Australia is home to some really odd animals. The kangaroo is perhaps the most famous, and appears on the Australian flag. Female kangaroos have pouches which they use to suckle their young. Their babies are called joeys.
The echidna is another weird animal. It looks like a hedgehog crossed with an anteater, and is one of only two egg-laying mammals in the world.
The incredibly weird platypus is one of the world’s most fascinating mammals. This semi-aquatic Australian monotreme looks like a hodgepodge of duck, beaver and otter parts stitched together, with a rubbery duck-like bill, a paddle-shaped tail and otter-like webbed feet. It even has venomous spurs, which it uses to defend mates and territories from rival males.
The platypus hunts for food by diving underwater, staying under for 30 to 60 seconds. They are completely sightless and unable to smell, but they use thousands of sensors in their bill skin: push-rod mechanoreceptors detect changes in pressure and motion, while electroreceptors track subtle electric fields produced by prey.
When they find a tasty morsel, they scoop it into their cheek pouches to store it until they return to the surface. They eat insect larvae, shrimp, freshwater crayfish (called “yabbies”) and worms. Their unique reproductive system and their bizarre feeding habits make them one of the most unusual mammals in the world.

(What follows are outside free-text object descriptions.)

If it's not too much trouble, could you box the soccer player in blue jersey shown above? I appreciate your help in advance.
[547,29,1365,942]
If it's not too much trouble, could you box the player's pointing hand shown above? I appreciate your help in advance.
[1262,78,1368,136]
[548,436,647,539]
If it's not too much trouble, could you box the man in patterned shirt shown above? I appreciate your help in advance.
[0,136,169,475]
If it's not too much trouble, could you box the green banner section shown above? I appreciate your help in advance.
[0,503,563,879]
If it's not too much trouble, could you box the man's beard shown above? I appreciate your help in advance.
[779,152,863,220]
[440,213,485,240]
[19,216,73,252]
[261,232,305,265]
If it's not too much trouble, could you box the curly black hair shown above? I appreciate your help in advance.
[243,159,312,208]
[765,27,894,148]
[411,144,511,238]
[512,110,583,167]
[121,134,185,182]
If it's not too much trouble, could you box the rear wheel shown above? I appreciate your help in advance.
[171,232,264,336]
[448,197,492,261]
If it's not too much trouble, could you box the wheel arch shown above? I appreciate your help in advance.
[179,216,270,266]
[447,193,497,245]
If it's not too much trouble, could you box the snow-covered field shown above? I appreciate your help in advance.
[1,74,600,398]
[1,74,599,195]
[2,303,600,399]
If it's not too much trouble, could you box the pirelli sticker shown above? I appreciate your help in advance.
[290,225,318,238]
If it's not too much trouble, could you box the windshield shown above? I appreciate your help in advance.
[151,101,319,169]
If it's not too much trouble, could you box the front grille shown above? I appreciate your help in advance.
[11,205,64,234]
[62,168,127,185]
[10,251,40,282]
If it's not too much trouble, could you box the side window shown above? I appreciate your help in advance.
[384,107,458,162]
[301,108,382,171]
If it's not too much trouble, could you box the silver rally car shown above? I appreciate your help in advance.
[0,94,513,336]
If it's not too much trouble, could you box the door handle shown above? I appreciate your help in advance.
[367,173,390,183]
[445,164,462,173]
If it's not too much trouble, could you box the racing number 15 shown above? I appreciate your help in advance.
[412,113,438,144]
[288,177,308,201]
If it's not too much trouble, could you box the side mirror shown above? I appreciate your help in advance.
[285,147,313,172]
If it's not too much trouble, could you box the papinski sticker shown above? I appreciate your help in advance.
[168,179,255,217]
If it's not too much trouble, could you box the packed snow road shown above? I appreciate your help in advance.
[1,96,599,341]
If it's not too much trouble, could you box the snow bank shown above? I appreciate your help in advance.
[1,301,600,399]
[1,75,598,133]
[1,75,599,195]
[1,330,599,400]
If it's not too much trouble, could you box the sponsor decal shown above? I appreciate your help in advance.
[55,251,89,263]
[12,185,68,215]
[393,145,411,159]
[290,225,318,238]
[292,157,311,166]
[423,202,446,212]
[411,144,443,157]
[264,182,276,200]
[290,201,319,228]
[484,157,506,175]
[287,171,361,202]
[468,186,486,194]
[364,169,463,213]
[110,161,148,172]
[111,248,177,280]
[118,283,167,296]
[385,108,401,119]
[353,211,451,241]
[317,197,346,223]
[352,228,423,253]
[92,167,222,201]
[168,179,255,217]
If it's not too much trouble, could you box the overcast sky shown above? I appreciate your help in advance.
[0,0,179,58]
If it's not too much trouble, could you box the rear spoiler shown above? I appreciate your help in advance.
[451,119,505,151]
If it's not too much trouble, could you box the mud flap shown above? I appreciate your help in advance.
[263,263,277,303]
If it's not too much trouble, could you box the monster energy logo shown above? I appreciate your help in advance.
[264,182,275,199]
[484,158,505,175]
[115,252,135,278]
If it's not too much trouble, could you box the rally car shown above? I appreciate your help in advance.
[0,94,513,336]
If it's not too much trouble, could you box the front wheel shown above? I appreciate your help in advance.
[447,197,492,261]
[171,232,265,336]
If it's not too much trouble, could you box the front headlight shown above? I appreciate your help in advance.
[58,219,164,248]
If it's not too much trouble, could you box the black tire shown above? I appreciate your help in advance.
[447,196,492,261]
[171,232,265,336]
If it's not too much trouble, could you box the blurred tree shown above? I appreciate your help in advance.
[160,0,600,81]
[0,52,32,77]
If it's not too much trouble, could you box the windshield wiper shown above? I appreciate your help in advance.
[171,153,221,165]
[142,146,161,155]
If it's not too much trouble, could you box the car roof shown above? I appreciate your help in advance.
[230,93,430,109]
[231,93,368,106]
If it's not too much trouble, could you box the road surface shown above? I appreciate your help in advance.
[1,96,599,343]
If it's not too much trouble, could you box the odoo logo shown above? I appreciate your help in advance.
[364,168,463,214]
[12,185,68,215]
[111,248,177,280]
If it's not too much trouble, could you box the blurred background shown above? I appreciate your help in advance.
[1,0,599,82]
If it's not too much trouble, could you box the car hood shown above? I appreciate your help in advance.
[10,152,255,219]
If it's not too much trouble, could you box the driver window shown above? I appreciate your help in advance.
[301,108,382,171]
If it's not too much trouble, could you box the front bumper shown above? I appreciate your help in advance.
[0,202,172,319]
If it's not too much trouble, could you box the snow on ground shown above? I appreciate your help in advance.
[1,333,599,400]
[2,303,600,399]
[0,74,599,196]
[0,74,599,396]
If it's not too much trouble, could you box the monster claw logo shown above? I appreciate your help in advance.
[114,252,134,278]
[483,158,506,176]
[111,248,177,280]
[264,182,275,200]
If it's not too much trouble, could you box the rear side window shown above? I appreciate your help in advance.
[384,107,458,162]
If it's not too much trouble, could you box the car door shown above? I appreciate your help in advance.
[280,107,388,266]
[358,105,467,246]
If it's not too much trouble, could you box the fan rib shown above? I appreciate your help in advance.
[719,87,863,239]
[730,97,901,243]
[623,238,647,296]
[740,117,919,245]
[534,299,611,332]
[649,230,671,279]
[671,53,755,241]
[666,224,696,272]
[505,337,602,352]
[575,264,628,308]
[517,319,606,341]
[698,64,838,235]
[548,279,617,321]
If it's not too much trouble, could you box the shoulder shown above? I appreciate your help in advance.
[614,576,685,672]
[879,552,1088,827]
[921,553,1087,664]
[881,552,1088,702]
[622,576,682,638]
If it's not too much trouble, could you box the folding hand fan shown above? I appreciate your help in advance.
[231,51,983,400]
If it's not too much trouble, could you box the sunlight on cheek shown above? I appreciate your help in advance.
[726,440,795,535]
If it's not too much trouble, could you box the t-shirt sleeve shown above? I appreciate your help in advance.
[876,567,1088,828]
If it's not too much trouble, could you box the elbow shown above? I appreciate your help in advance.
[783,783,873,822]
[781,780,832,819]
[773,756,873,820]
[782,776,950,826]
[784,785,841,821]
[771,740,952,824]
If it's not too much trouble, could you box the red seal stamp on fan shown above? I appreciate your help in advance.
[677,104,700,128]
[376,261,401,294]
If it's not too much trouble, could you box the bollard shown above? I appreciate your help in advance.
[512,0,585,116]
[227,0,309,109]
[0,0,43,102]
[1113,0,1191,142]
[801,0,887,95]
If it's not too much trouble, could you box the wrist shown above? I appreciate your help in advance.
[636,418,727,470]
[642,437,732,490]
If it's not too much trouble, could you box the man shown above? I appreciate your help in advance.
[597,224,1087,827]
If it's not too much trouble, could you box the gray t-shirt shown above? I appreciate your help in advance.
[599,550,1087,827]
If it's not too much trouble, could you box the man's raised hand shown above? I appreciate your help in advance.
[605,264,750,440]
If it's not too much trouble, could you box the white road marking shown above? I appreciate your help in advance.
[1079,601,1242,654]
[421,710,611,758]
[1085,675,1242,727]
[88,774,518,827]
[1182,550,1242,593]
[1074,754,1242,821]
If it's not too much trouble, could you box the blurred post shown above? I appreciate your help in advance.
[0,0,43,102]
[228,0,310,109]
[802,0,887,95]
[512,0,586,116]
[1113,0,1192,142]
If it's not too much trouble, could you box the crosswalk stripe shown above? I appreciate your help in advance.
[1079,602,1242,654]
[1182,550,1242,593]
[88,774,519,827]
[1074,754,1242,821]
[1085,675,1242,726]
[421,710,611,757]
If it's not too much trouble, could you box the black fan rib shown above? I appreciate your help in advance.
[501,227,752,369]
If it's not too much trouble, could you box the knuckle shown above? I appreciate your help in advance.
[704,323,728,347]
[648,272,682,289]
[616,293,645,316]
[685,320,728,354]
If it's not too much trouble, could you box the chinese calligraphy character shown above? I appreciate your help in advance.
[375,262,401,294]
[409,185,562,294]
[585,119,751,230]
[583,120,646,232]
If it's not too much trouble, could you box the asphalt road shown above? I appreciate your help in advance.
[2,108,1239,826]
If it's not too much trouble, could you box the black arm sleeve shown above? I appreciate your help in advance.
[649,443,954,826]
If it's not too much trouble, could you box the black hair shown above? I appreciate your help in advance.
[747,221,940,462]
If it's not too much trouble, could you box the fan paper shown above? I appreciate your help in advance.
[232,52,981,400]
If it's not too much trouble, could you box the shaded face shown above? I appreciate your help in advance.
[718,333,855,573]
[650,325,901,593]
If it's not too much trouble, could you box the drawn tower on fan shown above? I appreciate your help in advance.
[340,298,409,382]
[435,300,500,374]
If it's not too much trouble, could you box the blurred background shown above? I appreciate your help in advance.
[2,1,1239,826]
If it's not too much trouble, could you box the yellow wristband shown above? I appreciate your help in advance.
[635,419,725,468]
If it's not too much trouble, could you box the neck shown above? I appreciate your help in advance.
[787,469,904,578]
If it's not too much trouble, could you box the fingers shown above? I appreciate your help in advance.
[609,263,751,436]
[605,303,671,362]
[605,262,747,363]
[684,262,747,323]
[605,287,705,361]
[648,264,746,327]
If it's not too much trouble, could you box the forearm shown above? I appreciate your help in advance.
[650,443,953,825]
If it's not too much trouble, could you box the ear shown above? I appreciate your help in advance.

Wombats (Vombatidae) are heavy, tailless marsupials that resemble woodchucks. They are solitary, nocturnal animals that spend most of their time in a complex network of underground burrows. They are mainly herbivorous, eating grasses and the roots of plants. The common wombat is considered a pest by farmers because it digs in cultivated fields and pastures.
One of the most interesting wombat facts is that these chubby creatures can run pretty fast if threatened. They also have slow metabolisms to help them conserve energy. Because of this, they plod along and are often misunderstood by humans and predators.
Another fun fact about the wombat is that it can poop in a square shape. The reason for this is that the wombat has a piece of cartilage in its rear that allows it to squeeze out its feces in a square shape. This is used as a warning signal to other wombats that it is defending its territory.
Koalas (Phascolarctos cinereus) are tree-dwelling marsupials native to Australia. They spend most of their time in the trees because this is where they find their sole food source, eucalyptus leaves, and it also helps them to stay cool and out of direct sunlight (2). They have heavily padded feet with two thumbs and special rough pads that help them to climb and grip trees.
Koala babies enter their mother’s pouch after a gestation period of 34 to 36 days. They cling to their mothers’ backs for up to a year until they are fully weaned and can leave the pouch.
Koalas have poor vision and rely on their other senses, especially smell and hearing to avoid predators and other joeys. They use a scent gland on their chests to mark trees and attract females. Male koalas will usually leave their parents’ home range at around age two or three and settle into their own areas of the forest.
The Tasmanian Devil is the world’s largest carnivorous marsupial. It is a member of the Dasyuridae family and shares many of the characteristics of other marsupials like separate toes and pouches. Female devils have a pouch on their rear where they will carry young. The young are called imps and they compete for the mother’s teats upon birth, only the strongest survive.
They are fierce predators but also scavengers and will feast on already dead animals known as carrion. Their enormous jaws can crush and ravenously ingest even the bones of their prey.
They are often spotted around Tasmania in coastal moorlands, woodland forest underbrush, wooded rural areas, scrublands and in the mountains. They are nocturnal and can be heard at night making raspy screams, grunts, snorts and growls. These calls are used to warn other Devils that they are eating a carcass or to invite other Devils to share in order not to waste food.